An immediate application is a two-sample test: we can test the null hypothesis \[ H_0: \mu=\nu \text{ against the alternative }H_1: \mu\ne \nu \] by estimating $d(\mu,\nu)$ and rejecting $H_0$ if this estimate is bigger than a given threshold. Recall our example of two patient groups (medicated and placebo). The question whether there's a statistical difference between these groups can be formalized as such a two-sample hypothesis test. To gain more insight it can be useful to work with synthetic data (after all, the answer to a two-sample test will be a simple yes or no depending on whether to reject the null hypothesis). Therefore consider the following toy example: $\mu$ is the law of a simple random walk and $\nu$ is the law of a path-dependent random walk; Figure 1 shows how samples from these two stochastic processes look; more interestingly Figure 2 shows the histogram of an estimator for $d(\mu,\nu)$. We see that the support is nearly completely disjoint which indicates that the test will perform well and this can be made rigorous and quantitative.
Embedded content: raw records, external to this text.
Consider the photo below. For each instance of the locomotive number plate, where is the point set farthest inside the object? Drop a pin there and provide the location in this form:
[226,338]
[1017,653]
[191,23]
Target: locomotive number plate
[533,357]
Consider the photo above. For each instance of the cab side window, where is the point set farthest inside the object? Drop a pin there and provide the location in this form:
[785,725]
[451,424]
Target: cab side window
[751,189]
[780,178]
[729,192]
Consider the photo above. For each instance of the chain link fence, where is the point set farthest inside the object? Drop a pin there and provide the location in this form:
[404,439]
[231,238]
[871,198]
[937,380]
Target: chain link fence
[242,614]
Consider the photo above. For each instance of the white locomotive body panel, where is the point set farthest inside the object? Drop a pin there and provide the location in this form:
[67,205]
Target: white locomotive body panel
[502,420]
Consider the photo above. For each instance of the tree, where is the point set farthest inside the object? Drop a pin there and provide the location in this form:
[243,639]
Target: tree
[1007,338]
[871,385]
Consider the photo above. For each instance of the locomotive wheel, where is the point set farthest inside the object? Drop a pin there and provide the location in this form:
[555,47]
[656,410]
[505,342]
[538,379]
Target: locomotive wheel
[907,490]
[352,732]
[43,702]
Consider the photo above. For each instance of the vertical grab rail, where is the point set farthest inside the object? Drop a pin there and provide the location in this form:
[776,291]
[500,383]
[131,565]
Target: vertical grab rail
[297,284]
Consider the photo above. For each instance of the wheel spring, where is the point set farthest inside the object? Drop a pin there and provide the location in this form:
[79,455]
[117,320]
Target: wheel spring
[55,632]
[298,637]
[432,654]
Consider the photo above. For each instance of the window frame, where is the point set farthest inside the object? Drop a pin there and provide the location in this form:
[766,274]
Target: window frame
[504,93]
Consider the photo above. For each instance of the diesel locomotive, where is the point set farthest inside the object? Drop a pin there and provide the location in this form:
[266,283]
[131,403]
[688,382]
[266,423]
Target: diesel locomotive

These examples of $e=1$-dimensional paths are overly simplistic - we can already see a difference by looking at the sampled paths. However, this situation changes drastically in the higher-dimensional setting of real-world data; some coordinates might evolve quickly, some slowly, others might not be relevant at all, often the statistically significant differences are in the complex interactions between some coordinates; all subject to noise and variations. Finally, the index $t \in [0,T]$ might not necessarily be time; for example, in a recent paper with Ilya Chevyrev and Vidit Nanda (featured in a previous case-study), the index $t$ is the radius of spheres grown around points in space and the path value for every $t>0$ is determined by a so-called barcode from topological data analysis that captures the topological properties of these spheres of radius $t$"
Figure 1: The left plot shows 30 independent samples from a simple random walk; the right plot shows 30 independent samples from a path-dependent random walk.
Figure 2: The left plot shows the histogram for an estimator of $d(\mu,\nu)$ if the null hypothesis is true, $\mu=\nu$ (both are simple random walks); the right plot shows the same if the null is false ($\mu$ is a simple random walk and $\nu$ is a path-dependent random walk as shown in Figure 1.